Мозес - страница 8



Не указывает ли Брейшит на что-то очень важное, рассказывая, что человек был сотворен в последний день Творения, чтобы получить из рук Творца власть над сотворенным? Разве иметь власть – не значит быть другим, нежели то, над чем ты властвуешь, – не в этом ли и заключается истинный смысл человеческой свободы: быть вне всего, чтобы царствовать над всем?

Конечно, – торопливо продолжал далее рабби Ицхак, словно желал поскорее миновать это опасное место, – кто скажет, что подобная свобода всего лишь пустота – тот будет, наверное, тысячу раз прав, ибо, что же еще можно сказать о том, что не является ничем и не принадлежит никому? Но разве не эта пустота составляет нашу подлинную природу, – ту, о которой не было сказано, что она «хороша», может быть, только потому, что она оказалась лучше всякой похвалы, несмотря на то, что ее день еще не наступил?

И разве не она была призвана к тому, чтобы властвовать и повелевать, терять и находить, возделывать, хранить и побеждать, любить и отдавать, преображать и преодолевать непреодолимое – и все это перед лицом Сотворившего ее, как это и было сказано: «встань, пройди по этой стране в длину ее и ширину, ибо тебе Я отдам ее»?

Ибо, что нам с того, – продолжал рабби, – что мы знаем, что человеку не дано видеть истинную сущность Творения, если ему дана возможность бесконечного приближения к этому видению, в котором – обретая свою собственную истинность – он преодолевает призраки страдания, смерти и несовершенства, окутавшие мир и пребывающие в мире вещи?

Близость к сокровенному, – заключал, наконец, рабби Ицхак, – вот на что должны мы направить все свои помыслы.

Близость к сокровенному, которое всегда рядом, ибо неизменно пребывает, охваченное взглядом Творца, – увиденное Им и живущее в этой вечной увиденности.

Вот почему, – напоминал рабби, – нам следует быть внимательными и всегда готовыми, ибо иногда Всесильный позволяет нам – наяву или в сновидении, – увидеть эту сокровенность окружающего, быть может, не так ясно и отчетливо, как ее видели пророки и великие праведники, но вполне достаточно для того, чтобы мы могли различить в ее свете свое собственное лицо и лежащий под ногами путь.

И, стало быть, – допускал рабби Ицхак, возвращаясь к нашей прежней теме, – преображенное в сонном видении здание иешивы, может быть, и не значило ничего особенного, но, возможно, Давиду было дано увидеть ее в ее подлинном обличии, – такой, какой ее видит сам Творец…
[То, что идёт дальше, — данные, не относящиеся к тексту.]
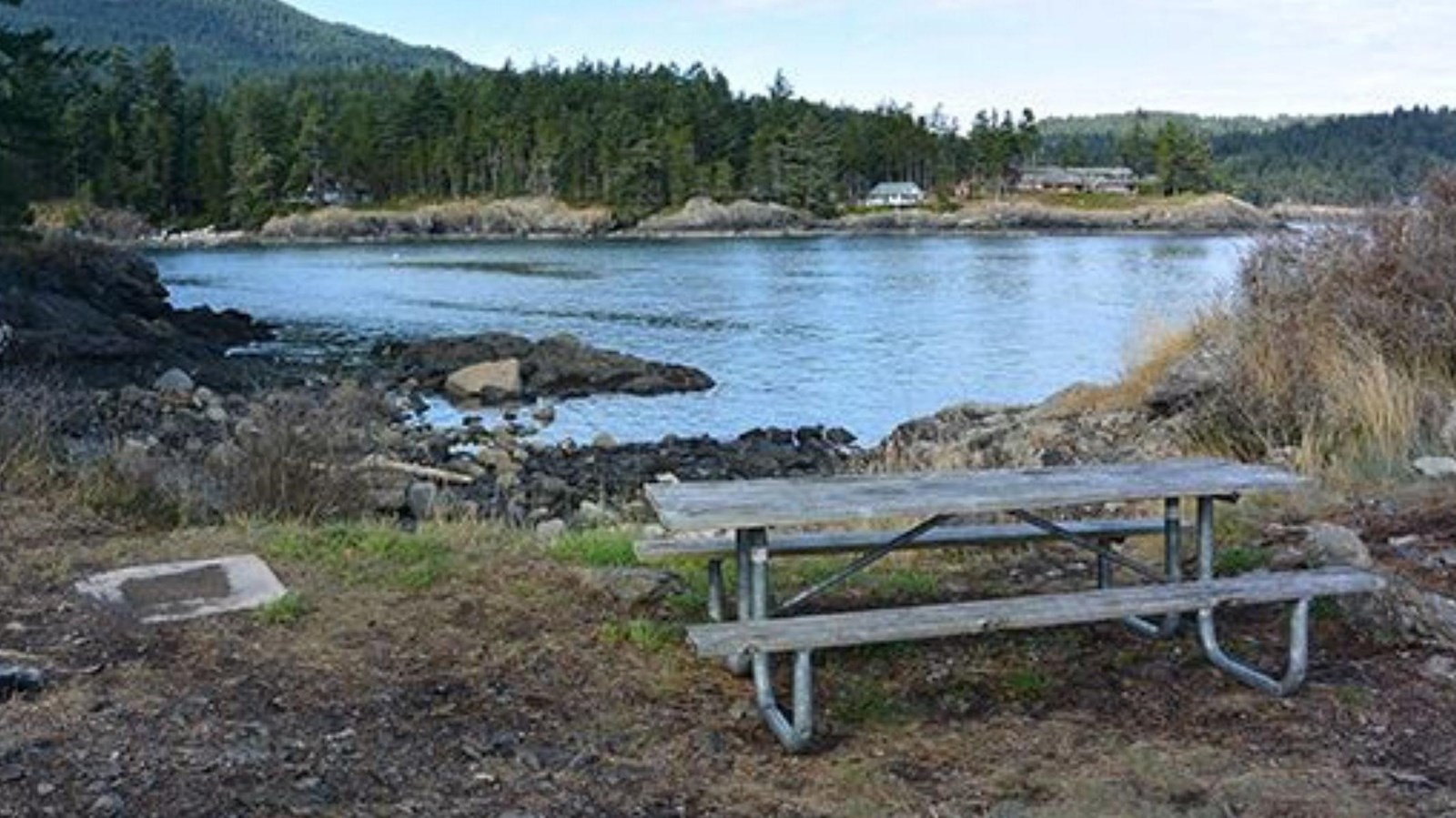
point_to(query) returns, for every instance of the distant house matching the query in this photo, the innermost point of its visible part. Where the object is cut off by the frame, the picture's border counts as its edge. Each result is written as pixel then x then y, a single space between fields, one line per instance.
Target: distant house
pixel 1077 179
pixel 895 194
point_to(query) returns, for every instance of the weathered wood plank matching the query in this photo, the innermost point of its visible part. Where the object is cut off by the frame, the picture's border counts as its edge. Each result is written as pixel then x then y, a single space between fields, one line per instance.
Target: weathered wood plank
pixel 749 504
pixel 849 541
pixel 1019 613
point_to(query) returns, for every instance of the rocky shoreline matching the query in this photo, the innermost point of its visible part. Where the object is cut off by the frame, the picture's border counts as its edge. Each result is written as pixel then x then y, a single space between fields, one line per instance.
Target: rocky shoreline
pixel 705 218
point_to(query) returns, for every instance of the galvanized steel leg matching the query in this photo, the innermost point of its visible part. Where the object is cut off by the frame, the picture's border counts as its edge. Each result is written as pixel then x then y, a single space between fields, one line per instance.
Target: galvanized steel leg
pixel 742 664
pixel 715 590
pixel 797 730
pixel 1208 633
pixel 1298 654
pixel 1172 572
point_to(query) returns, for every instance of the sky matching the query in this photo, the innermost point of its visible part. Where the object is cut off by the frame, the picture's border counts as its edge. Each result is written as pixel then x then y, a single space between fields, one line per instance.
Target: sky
pixel 1057 57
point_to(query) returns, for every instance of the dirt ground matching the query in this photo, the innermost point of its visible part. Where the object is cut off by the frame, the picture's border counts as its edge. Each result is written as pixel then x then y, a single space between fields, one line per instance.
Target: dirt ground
pixel 511 687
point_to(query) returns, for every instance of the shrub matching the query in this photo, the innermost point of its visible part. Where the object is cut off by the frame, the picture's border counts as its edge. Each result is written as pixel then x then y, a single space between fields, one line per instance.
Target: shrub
pixel 298 461
pixel 1343 344
pixel 29 436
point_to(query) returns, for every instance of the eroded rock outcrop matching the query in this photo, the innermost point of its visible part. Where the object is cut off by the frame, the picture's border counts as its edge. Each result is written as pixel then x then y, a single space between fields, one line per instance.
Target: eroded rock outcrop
pixel 553 367
pixel 75 303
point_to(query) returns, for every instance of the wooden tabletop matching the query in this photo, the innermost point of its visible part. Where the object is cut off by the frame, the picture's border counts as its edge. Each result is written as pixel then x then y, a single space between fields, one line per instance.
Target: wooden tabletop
pixel 753 504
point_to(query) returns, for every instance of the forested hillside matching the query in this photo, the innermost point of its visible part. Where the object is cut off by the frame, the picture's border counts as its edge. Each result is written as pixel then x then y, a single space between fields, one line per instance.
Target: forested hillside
pixel 633 138
pixel 217 41
pixel 1370 159
pixel 1350 160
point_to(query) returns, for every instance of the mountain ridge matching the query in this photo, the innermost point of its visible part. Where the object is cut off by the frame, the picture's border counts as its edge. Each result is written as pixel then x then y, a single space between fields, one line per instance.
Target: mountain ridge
pixel 217 41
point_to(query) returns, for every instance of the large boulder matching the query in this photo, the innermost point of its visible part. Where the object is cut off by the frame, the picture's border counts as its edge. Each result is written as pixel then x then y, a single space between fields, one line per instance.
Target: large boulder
pixel 977 436
pixel 560 366
pixel 1401 611
pixel 490 381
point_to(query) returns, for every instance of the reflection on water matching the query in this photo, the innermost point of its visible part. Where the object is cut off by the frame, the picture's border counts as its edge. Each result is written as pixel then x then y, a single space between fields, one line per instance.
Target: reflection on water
pixel 533 269
pixel 863 332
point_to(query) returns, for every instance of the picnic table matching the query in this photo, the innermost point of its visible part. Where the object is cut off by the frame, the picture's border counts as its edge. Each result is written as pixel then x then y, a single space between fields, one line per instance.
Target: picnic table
pixel 941 502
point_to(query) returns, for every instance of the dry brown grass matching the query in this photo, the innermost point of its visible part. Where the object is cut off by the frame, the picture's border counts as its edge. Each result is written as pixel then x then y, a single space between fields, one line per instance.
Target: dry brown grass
pixel 1344 345
pixel 29 436
pixel 463 217
pixel 298 463
pixel 1150 357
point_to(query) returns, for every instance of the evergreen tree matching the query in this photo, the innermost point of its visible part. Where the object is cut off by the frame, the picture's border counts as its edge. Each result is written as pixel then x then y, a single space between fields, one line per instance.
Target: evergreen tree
pixel 29 109
pixel 1184 160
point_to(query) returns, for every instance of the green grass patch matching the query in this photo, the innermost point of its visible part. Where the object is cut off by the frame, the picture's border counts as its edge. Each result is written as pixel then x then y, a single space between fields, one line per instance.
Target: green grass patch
pixel 596 548
pixel 863 699
pixel 368 553
pixel 642 633
pixel 1239 560
pixel 1028 684
pixel 906 582
pixel 1325 609
pixel 284 611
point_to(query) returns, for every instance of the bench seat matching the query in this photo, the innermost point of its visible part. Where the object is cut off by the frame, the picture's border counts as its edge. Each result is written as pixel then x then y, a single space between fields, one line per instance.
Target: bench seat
pixel 944 538
pixel 931 621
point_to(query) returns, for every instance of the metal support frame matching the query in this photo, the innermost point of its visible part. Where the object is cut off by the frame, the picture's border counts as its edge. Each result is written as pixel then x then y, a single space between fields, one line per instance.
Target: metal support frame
pixel 1208 635
pixel 1172 572
pixel 795 730
pixel 863 562
pixel 1087 543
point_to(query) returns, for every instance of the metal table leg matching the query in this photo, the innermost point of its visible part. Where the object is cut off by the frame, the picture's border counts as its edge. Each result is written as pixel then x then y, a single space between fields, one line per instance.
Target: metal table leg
pixel 1172 571
pixel 795 730
pixel 1208 638
pixel 744 540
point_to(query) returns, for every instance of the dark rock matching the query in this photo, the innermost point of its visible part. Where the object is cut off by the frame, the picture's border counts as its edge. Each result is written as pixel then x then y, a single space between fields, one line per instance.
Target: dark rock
pixel 558 367
pixel 16 679
pixel 174 380
pixel 76 303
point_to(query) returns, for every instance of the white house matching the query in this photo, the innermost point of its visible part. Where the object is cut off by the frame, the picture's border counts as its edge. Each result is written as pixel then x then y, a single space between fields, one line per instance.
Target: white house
pixel 1077 179
pixel 895 194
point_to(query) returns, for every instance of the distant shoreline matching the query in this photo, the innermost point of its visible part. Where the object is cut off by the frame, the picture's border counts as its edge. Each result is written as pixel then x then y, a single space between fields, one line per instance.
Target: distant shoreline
pixel 703 218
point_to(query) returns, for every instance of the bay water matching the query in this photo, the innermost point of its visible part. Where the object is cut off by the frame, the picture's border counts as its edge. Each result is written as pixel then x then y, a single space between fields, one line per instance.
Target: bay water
pixel 863 332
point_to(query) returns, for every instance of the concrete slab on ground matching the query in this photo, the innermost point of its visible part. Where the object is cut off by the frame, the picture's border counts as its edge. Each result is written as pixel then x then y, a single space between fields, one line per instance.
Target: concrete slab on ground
pixel 178 591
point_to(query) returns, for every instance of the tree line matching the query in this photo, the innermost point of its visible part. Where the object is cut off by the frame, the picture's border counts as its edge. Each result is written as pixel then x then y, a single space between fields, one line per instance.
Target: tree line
pixel 1372 159
pixel 131 134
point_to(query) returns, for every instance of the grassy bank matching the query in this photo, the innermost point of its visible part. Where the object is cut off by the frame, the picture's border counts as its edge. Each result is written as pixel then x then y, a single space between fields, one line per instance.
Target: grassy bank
pixel 524 217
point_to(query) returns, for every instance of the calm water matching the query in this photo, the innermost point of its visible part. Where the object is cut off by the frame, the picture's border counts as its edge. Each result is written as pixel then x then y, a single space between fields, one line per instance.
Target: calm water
pixel 863 332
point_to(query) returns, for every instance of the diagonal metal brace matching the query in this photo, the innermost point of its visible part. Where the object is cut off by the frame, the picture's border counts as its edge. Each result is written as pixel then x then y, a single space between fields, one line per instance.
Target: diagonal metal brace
pixel 863 562
pixel 1088 545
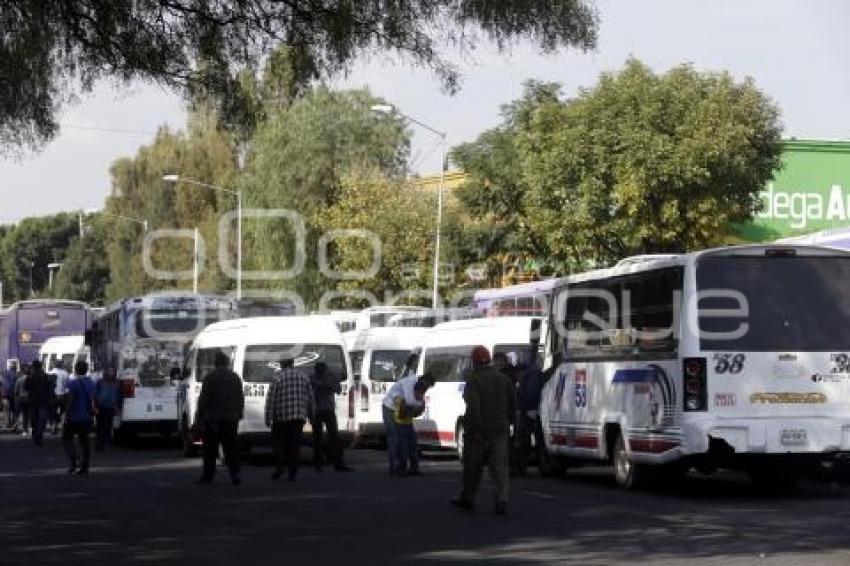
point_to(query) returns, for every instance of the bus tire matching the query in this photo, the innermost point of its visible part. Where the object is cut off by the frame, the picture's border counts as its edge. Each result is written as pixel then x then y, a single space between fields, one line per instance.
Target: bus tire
pixel 628 474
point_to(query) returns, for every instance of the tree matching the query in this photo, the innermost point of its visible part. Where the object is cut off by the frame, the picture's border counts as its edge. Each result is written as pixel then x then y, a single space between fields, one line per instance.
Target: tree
pixel 51 50
pixel 645 163
pixel 85 272
pixel 493 196
pixel 299 158
pixel 399 216
pixel 30 246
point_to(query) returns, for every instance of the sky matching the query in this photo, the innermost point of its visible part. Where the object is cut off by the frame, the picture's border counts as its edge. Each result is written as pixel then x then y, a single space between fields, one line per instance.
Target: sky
pixel 796 52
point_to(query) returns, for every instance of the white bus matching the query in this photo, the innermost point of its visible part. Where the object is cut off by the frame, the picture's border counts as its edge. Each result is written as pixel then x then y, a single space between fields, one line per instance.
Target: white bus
pixel 255 347
pixel 378 357
pixel 736 357
pixel 67 349
pixel 145 339
pixel 446 354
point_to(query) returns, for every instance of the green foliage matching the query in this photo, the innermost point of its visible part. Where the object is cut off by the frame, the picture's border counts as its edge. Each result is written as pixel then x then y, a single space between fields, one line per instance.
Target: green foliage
pixel 51 50
pixel 647 163
pixel 36 241
pixel 300 155
pixel 400 216
pixel 85 271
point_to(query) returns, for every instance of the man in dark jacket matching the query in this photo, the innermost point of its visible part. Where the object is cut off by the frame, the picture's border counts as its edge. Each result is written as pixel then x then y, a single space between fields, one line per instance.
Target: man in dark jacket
pixel 490 409
pixel 326 386
pixel 220 408
pixel 38 390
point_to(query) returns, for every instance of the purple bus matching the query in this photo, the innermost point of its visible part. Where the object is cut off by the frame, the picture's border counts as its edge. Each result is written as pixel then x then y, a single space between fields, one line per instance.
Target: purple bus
pixel 26 325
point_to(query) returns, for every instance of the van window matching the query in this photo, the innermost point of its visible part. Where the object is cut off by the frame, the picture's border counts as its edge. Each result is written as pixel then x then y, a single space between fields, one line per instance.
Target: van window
pixel 205 360
pixel 387 365
pixel 449 364
pixel 262 360
pixel 356 357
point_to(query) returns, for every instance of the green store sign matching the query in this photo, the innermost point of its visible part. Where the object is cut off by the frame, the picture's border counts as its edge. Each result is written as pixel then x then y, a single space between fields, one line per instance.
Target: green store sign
pixel 810 193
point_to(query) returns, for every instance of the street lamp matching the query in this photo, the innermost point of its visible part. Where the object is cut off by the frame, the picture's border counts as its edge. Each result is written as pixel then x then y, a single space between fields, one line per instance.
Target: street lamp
pixel 172 178
pixel 390 110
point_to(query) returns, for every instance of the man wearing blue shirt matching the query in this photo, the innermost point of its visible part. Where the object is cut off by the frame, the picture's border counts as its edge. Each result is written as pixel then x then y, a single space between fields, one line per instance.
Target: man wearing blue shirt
pixel 79 418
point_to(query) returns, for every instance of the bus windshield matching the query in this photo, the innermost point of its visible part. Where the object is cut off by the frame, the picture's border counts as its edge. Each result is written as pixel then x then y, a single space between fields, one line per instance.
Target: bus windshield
pixel 795 303
pixel 261 361
pixel 151 323
pixel 387 365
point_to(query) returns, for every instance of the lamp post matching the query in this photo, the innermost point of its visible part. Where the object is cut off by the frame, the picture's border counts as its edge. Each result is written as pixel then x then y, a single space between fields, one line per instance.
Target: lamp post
pixel 389 110
pixel 172 178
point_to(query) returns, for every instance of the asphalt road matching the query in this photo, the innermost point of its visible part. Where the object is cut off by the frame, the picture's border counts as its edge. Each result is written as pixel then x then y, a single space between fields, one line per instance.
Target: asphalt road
pixel 141 506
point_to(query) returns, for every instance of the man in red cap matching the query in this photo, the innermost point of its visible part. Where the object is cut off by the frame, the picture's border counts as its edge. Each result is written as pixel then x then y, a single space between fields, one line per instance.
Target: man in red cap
pixel 491 406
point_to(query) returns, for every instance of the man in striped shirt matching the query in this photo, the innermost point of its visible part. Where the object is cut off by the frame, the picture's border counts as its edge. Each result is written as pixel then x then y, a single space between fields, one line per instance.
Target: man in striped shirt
pixel 289 405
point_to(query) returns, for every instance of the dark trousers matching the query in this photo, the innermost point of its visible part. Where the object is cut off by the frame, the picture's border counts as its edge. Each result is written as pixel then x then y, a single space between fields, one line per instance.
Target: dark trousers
pixel 80 433
pixel 24 411
pixel 38 420
pixel 528 428
pixel 105 416
pixel 392 439
pixel 408 456
pixel 286 439
pixel 329 447
pixel 223 433
pixel 478 452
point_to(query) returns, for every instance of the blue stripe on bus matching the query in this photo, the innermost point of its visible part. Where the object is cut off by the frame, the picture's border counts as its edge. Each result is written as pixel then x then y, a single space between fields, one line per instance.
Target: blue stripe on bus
pixel 642 375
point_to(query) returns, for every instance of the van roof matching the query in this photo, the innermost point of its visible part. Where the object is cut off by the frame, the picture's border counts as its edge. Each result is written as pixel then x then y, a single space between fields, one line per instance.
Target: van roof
pixel 312 329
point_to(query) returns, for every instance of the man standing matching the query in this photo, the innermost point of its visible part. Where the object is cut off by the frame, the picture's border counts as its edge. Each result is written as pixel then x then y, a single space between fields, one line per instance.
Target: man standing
pixel 108 402
pixel 325 388
pixel 61 390
pixel 289 405
pixel 490 409
pixel 10 379
pixel 38 392
pixel 405 388
pixel 22 405
pixel 221 405
pixel 79 417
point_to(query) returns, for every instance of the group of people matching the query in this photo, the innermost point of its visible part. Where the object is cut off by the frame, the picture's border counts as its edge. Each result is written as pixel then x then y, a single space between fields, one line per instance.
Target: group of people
pixel 295 397
pixel 34 400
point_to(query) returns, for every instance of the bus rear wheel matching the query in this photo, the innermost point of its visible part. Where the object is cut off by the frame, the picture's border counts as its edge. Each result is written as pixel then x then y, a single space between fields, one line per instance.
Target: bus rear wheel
pixel 628 474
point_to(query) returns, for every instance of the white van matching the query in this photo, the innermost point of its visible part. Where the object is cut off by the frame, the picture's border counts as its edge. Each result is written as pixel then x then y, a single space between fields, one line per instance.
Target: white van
pixel 67 349
pixel 378 356
pixel 736 357
pixel 255 347
pixel 446 354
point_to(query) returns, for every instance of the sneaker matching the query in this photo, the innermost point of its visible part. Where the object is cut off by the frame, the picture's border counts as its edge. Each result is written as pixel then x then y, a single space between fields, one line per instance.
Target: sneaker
pixel 463 504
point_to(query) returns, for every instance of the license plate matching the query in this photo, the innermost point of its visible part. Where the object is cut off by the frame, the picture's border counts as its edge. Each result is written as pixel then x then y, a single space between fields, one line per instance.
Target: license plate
pixel 793 437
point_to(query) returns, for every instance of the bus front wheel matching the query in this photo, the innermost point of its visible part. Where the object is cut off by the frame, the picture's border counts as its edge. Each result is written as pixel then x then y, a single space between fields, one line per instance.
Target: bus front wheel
pixel 628 474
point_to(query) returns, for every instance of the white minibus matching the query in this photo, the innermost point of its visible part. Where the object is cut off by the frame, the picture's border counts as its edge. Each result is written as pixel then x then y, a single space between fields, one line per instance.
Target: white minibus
pixel 737 357
pixel 255 347
pixel 67 349
pixel 378 357
pixel 446 354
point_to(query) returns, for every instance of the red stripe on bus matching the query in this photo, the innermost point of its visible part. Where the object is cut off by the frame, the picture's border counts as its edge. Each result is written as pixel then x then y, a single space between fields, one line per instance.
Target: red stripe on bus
pixel 652 445
pixel 439 435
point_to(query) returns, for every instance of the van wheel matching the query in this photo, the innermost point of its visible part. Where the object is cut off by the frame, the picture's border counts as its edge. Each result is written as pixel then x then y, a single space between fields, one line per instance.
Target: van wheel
pixel 629 475
pixel 459 437
pixel 189 448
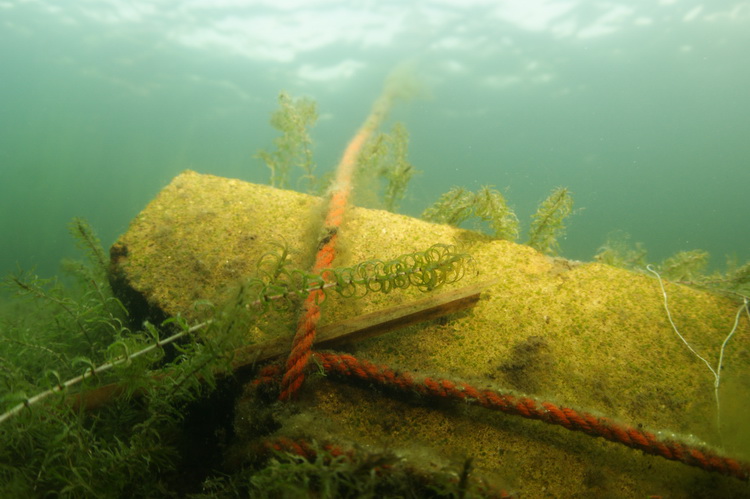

– и прочее, и прочее, hoc genus omne.

Уже значительно позже Давид отметил по поводу этого пассажа, что, в конце концов, из каждого Канта рано или поздно выглянет свой Шопенгауэр, звенящий контрабандными отмычками от, казалось бы, навсегда запечатанных дверей. В противном случае, – подумал тогда Давид, – мир давно бы уже погрузился в молчание.

Впрочем, иногда он ловил себя на подозрении, что, в сущности, здесь не требовалось никаких отмычек, потому что, на самом деле, не существовало ни самих дверей, ни скрывающейся за ними тайны. Не было ничего сокровенного, что лежало бы по ту сторону слов, за исключением этого абсурдного ночного единоборства в виду Пэнуэля, – этого чертового мордобоя, награждающего тебя в результате обжигающим клеймом, хромотой и другими увечьями, которые отрывали человека от привычного мира и делали его непохожим на других.

Иногда ему приходило в голову, что, пожалуй, не было бы ничего удивительного, если бы оказалось, что именно эту нелепую мысль и пытался выговорить его старый учитель.